The Maine Legislature called off its session for the day, and federal agencies opened two hours late in Washington.

The National Weather Service reported 10 inches of snow in Maine at Auburn and Lisbon Falls; 8.5 inches at Fitchburg, Mass.; and up to 6 inches in eastern New York state, where ice was up to a half-inch thick. Winter storm warnings were in effect for much of New England and northern New York state, along with flood warnings in wide areas as heavy rain combined with melting snow.

The storm system had been blamed for at least 15 deaths since Monday: one in Louisiana, one in New Jersey, three in Kentucky, two in Missouri on Monday, six in West Virginia, one in New York state and one in Pennsylvania.

The storm pummeled much of the Ohio Valley with ice and snow Tuesday as it headed toward New England. Precipitation in New England started as snow, changed to sleet and freezing rain, and then was expected to change completely to rain. Farther south, rain soaked the Eastern Seaboard from North Carolina to the New York metropolitan area.

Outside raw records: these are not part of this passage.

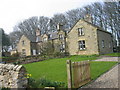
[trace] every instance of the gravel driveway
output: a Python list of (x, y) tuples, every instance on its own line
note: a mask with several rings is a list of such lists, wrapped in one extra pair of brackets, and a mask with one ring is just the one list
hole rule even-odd
[[(95, 61), (118, 61), (118, 57), (103, 57)], [(118, 79), (118, 72), (120, 73), (120, 64), (82, 88), (118, 88), (118, 86), (120, 88), (120, 84), (118, 85), (118, 82), (120, 82), (120, 76)]]

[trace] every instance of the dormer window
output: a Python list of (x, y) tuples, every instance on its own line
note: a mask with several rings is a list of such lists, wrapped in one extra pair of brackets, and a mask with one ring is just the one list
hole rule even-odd
[(83, 28), (78, 28), (78, 36), (83, 36), (83, 35), (84, 35)]
[(86, 49), (86, 47), (85, 47), (85, 40), (80, 40), (78, 42), (78, 44), (79, 44), (79, 50), (85, 50)]
[(62, 34), (60, 34), (59, 35), (59, 40), (63, 40), (64, 38), (63, 38), (63, 35)]
[(22, 45), (23, 45), (23, 46), (25, 45), (25, 41), (24, 41), (24, 40), (22, 41)]

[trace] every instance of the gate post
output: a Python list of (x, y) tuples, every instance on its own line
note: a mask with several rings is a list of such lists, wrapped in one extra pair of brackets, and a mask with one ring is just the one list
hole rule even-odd
[(72, 69), (71, 69), (71, 60), (67, 60), (67, 79), (68, 79), (68, 88), (72, 88)]

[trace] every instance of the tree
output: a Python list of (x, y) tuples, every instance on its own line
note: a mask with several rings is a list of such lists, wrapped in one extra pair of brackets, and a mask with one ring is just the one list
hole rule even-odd
[(9, 46), (10, 46), (10, 38), (7, 34), (5, 34), (3, 29), (0, 29), (1, 35), (2, 35), (2, 53), (8, 52)]

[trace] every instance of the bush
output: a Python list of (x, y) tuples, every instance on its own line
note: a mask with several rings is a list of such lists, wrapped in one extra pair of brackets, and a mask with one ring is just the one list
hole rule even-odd
[(28, 79), (28, 87), (29, 88), (44, 88), (44, 87), (64, 87), (65, 83), (50, 81), (46, 78), (40, 78), (38, 80), (34, 80), (32, 78)]

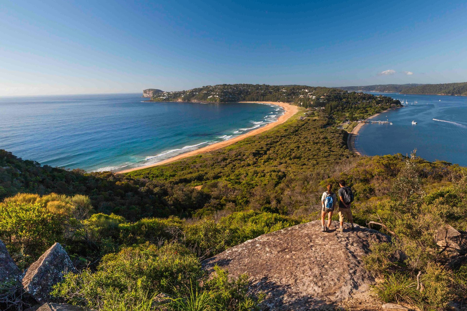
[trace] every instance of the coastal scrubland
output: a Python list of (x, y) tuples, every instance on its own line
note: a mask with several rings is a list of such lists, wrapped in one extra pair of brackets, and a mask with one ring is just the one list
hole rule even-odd
[(424, 84), (404, 89), (403, 94), (427, 94), (440, 95), (463, 95), (467, 96), (467, 82)]
[(443, 83), (437, 84), (375, 84), (338, 88), (346, 91), (364, 92), (394, 92), (401, 94), (434, 94), (467, 96), (467, 82)]
[[(374, 289), (379, 298), (433, 310), (465, 300), (465, 256), (440, 249), (436, 234), (446, 225), (467, 228), (467, 169), (415, 152), (355, 156), (334, 125), (398, 103), (338, 90), (322, 96), (311, 98), (304, 120), (125, 174), (41, 166), (1, 151), (0, 240), (22, 269), (54, 242), (64, 246), (80, 272), (56, 286), (57, 301), (99, 310), (148, 310), (154, 301), (195, 310), (187, 306), (193, 301), (202, 310), (257, 310), (262, 293), (248, 291), (247, 276), (218, 269), (208, 279), (200, 260), (317, 219), (325, 184), (344, 179), (355, 194), (355, 222), (392, 237), (365, 259), (382, 280)], [(414, 289), (417, 276), (422, 290)], [(8, 285), (0, 299), (11, 297)]]

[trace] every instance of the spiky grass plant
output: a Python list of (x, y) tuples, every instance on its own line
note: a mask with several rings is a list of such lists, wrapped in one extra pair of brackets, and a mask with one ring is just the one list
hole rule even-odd
[(420, 304), (417, 281), (407, 275), (398, 272), (387, 275), (382, 283), (372, 287), (373, 292), (384, 302)]

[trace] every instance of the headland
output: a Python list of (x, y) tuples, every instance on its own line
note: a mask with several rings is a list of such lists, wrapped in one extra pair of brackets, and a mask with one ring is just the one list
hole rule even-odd
[(234, 144), (237, 142), (240, 141), (242, 139), (244, 139), (247, 137), (249, 137), (250, 136), (253, 136), (254, 135), (260, 134), (264, 131), (268, 131), (275, 126), (276, 126), (280, 124), (282, 124), (285, 122), (286, 121), (289, 119), (291, 117), (295, 115), (298, 111), (298, 107), (297, 106), (295, 106), (292, 105), (288, 103), (282, 103), (280, 102), (240, 102), (240, 103), (253, 103), (255, 104), (269, 104), (273, 105), (276, 105), (277, 106), (280, 106), (283, 108), (285, 111), (284, 114), (280, 116), (278, 118), (276, 122), (269, 123), (264, 126), (262, 127), (258, 128), (255, 130), (254, 130), (251, 131), (249, 131), (248, 133), (245, 133), (245, 134), (239, 135), (234, 137), (230, 139), (226, 140), (225, 141), (221, 141), (219, 143), (216, 143), (215, 144), (212, 144), (208, 146), (206, 146), (205, 147), (203, 147), (200, 148), (199, 149), (197, 149), (196, 150), (193, 150), (192, 151), (190, 151), (184, 153), (182, 153), (181, 154), (178, 154), (175, 157), (173, 157), (170, 159), (168, 159), (163, 161), (161, 161), (161, 162), (158, 162), (157, 163), (154, 163), (153, 164), (149, 164), (149, 165), (145, 165), (142, 166), (140, 166), (138, 167), (134, 167), (132, 168), (128, 168), (127, 169), (123, 170), (122, 171), (120, 171), (117, 172), (117, 173), (127, 173), (130, 172), (133, 172), (134, 171), (136, 171), (137, 170), (141, 170), (143, 168), (148, 168), (149, 167), (153, 167), (154, 166), (157, 166), (160, 165), (163, 165), (164, 164), (167, 164), (168, 163), (170, 163), (172, 162), (175, 162), (175, 161), (177, 161), (178, 160), (181, 160), (183, 159), (185, 159), (185, 158), (188, 158), (188, 157), (191, 157), (192, 156), (195, 156), (198, 154), (200, 154), (201, 153), (204, 153), (205, 152), (208, 152), (210, 151), (213, 151), (217, 149), (228, 146), (232, 145), (232, 144)]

"I guess we wouldn't be here (the Northeast) if it bothered us," Peter Rossi said as he had breakfast in Albany, N.Y. "The big deal with the weather like this is the other guy you have to watch out for on the roads."

The storm was adding to this winter's already impressive snowfall totals in Maine. Through Tuesday, Portland had received 71.5 inches, far above the 43.6 inch average for the date, the weather service said. In far northern Maine, more than 125 inches of snow has fallen this season at Caribou.